Two end points in sight. And yet, try as anyone might to focus on each case locally, attention is inevitably yanked past the snatching of El Chapo or possible obliteration of ‘Abdullah al-Shami’, to the wider, bleaker horizon, which is unchanged: the US is still enmeshed in wars – on ‘terror’ and ‘drugs’ – that are by definition limitless, and will only end when America itself decides to turn tail.

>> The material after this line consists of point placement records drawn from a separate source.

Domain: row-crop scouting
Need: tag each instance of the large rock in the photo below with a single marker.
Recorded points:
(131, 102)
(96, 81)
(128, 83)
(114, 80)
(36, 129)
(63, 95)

Detail on Guzman’s arrest presents that conclusion in bold type. US and Mexican authorities have called it a landmark case, but like the narco tunnels that undermine the US-Mexico border, look underneath the official statements and the ground is less certain. Even if a Mexican prison can hold Guzman – and it didn’t in 2001, when he escaped from a maximum-security facility – the Sinaloa cartel will keep supplying the world with drugs. “The business can run itself,” said an expert in transnational crime. “If the CEO of McDonald’s was arrested today, you could still buy a hamburger in Tokyo tomorrow.”
Much of the violence of America’s wars on ‘drugs’ and ‘terror’ is outsourced – out of sight to US citizens - but the homegrown forces that drive these conflicts rear up when one examines the fate of El Chapo and al-Shami. It is, as Hillary Clinton acknowledged, America’s "insatiable demand for illegal drugs" that lines the coffers of Guzman, one of 18 Mexican billionaires. So long as the terrifying murder-rate further down the drug supply chain stays south of Texas, change will be slow in coming, reflected George Schultz, a former secretary of state convinced of the drug war’s futility. (More people are killed each year in tiny Honduras than the entirety of Europe.)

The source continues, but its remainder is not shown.